Decedent has two children. She passed away at age 64, leaving an IRA worth approximately $730K. The primary beneficiary of the IRA is the decedent’s revocable trust. The contingent beneficiaries of the IRA are decedent’s two sons in their individual capacities.

The same two sons are co-trustees of the decedent’s revocable trust. They are also the sole beneficiaries of the revocable trust, except that there is one additional beneficiary of the trust for whom a specific bequest of a fixed dollar amount is provided. Funds sufficient to satisfy that specific bequest exist outside of the IRA, so, as a practical matter, the two sons will end up splitting the IRA funds 50/50, whether the funds pass through the trust or pass directly to the sons as contingent beneficiaries.

The sons are trying to achieve two objectives. First, the beneficiary of the specific bequest in the trust (their aunt) is much older than the two sons. The two sons are concerned that, if the IRA passes to the trust, the much older beneficiary’s life expectancy will be used to determine RMDs. Second, the sons are concerned that if the IRA passes to the trust, the funds from that IRA may be subject to claims by the decedent’s creditors of approximately $25K that the sons would prefer to negotiate down if they have the leverage to do so. A probate proceeding will be opened in Florida to deal with some real estate in Florida, so that might provide a venue for those creditors to make claims.

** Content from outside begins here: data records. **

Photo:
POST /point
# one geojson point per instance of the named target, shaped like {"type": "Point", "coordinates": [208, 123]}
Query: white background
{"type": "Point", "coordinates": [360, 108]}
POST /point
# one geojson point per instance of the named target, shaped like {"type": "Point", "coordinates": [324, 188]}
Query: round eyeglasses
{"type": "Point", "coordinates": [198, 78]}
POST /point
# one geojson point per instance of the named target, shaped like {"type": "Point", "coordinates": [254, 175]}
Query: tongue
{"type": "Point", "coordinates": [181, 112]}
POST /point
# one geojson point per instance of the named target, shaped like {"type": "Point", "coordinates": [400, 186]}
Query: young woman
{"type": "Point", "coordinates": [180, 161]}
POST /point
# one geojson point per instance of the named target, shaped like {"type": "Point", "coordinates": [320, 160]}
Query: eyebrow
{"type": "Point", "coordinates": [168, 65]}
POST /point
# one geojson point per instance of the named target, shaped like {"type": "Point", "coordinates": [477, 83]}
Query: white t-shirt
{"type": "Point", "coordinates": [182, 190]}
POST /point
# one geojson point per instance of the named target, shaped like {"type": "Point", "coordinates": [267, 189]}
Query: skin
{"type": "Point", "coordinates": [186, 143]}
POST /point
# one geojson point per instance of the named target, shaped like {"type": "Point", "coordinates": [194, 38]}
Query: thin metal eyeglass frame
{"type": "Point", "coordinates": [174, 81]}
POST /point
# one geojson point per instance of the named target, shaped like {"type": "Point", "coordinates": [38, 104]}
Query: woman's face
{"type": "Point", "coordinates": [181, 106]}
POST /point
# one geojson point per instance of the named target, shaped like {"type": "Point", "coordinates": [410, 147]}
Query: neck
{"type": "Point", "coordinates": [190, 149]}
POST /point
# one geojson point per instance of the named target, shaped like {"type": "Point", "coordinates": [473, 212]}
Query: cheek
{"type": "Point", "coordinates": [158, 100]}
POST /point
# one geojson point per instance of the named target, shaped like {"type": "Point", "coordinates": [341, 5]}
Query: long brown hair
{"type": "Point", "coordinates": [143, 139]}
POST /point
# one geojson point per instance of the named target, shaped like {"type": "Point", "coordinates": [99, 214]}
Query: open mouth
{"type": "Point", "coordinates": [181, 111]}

With those objectives in mind, and the desire to minimize any income tax, estate tax or gift tax exposure, the sons are considering whether it makes sense for the trust (the IRA’s primary beneficiary) to disclaim the IRA, such that the IRA would pass directly to the sons as contingent beneficiaries. Their theory is that, in doing so, they would get the ability to use their own life expectancies to determine RMDs, and that the IRA would not be subject to claims by the decedent’s creditors since it would pass directly to the sons.

The ultimate question is whether such a disclaimer would be a “qualified disclaimer” under 26 USC 2518. Specifically, 2518(b)(4) says that one of the requirements of a qualified disclaimer is that the interest pass “to a person other than the person making the disclaimer.”

In this instance, it would seem that the requirement is met, since the “person” making the disclaimer (i.e., the trust) is a different “person” than the recipients of the disclaimed interest (i.e., the sons).

However, I am wondering whether you are aware of any guidance suggesting that the requirement would not be met on the basis that the same two sons are sole trustees and the main beneficiaries of the trust. In other words, would the law “look through” the trust to its ultimate beneficiaries or to its trustees in determining whether the person making the disclaimer is the same as the person ultimately receiving the IRA assets.

I’d also be interested to know whether you are aware of any other pitfalls or potential consequences of having the trust disclaim those IRA assets.



Have the successor trustees checked to see if the custodian of the IRA will recognize a disclaimer?  Does the trust contain terms that permit the trustees to issue disclaimers of assets passing to the trust?  These are preliminary questions that might cast light on the possible alternatives.

Benn, thanks for the response.  Yes on both counts.  The custodian has confirmed that it accepts disclaimers and the trust document gives the trustees the power to disclaim in their sole discretion any assets otherwise passing to the trust.